On the morning of Sunday, Dec. 4, the supreme knight met with Knights of Columbus leaders from Poland. Prior to Mass at the Archcathedral of Warsaw, he was joined by Polish State Officers and laid a wreath at the tomb of Blessed Cardinal Wyszynski.
He then traveled to Lviv, Ukraine, where he met with Knights of Columbus state officers, including State Deputy Youriy Maletskiy, and district deputies from throughout the country, encouraging them to continue their hard work in their communities. They were hosted by Archbishop Mieczyslaw Mokrzycki, Roman Catholic archbishop of Lviv.
“My message to you is this,” the supreme knight told his brother Knights. “You are not alone. You are doing so much, and we want to walk side-by-side with you. Your brothers are praying for you, continuing to donate resources for your work. You are writing the next chapter in the history of the Knights of Columbus — and you are sending a message to the Church and the world.”
The Supreme Knight continued, “The history of the Knights in the United States was written in times of trial and war: anti-Catholic bigotry and discrimination, two world wars, the Cold War and much hardship. Those Knights rose to meet the challenge. And they made a difference. You are making a difference now. And the Knights are better for it.
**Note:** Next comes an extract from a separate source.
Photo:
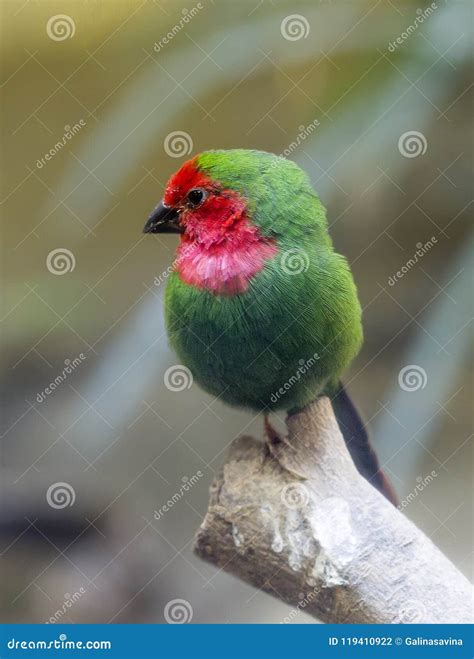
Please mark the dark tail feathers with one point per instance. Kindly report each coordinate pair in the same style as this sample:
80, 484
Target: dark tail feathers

We are better because of what you are doing.”
The visit continued on Monday, Dec. 5, with several meetings, including with Auxiliary Bishop Edward Kawa, who oversees relief efforts of the archdiocese, and a special ribbon cutting event at the Okhmatdyt Children’s Hospital in Lviv, where the Order has donated medical equipment thanks to the Ukraine Solidarity Fund.
He also met with government officials to discuss various proposals for a de-mining project in areas previously held by Russian forces. The need to clear land and waterways of mines, unexploded munitions and improvised explosive devices is essential for the safety of families, as well as the production and transportation of food.
The supreme knight later joined a vespers service with Ukrainian Greek Catholic seminarians. In remarks to the seminarians, Supreme Knight Kelly said, “This is why your willingness to say ‘yes’ to Jesus Christ is so important and so inspiring for me. Because your call to be priests at this moment is a call to be a hero. You must ‘cultivate love’ in a time of hate. And you must proclaim the truth that we are made for God and our hearts are restless until they rest in him.”
He continued, “You are among the most important future leaders of Ukraine because you are carrying and witnessing to the faith. And it’s this witness that grounds your culture and will carry your nation through these dark times. But even more than that, it’s a witness to the whole world that the answer to the problems we face is Jesus Christ.”
The final day of the supreme knight’s visit, Tuesday, Dec. 6, began with a Divine Liturgy with His Beatitude Major Archbishop Sviatoslav Shevchuk. He also visited the proposed site for a Knights of Columbus modular housing neighborhood in the Briukhovychi settlement of Lviv, developed in partnership with Mudra Spava, the charitable arm of the Ukrainian Greek Catholic Church, and greeted women, men and children at several sites where Knights are lending aid.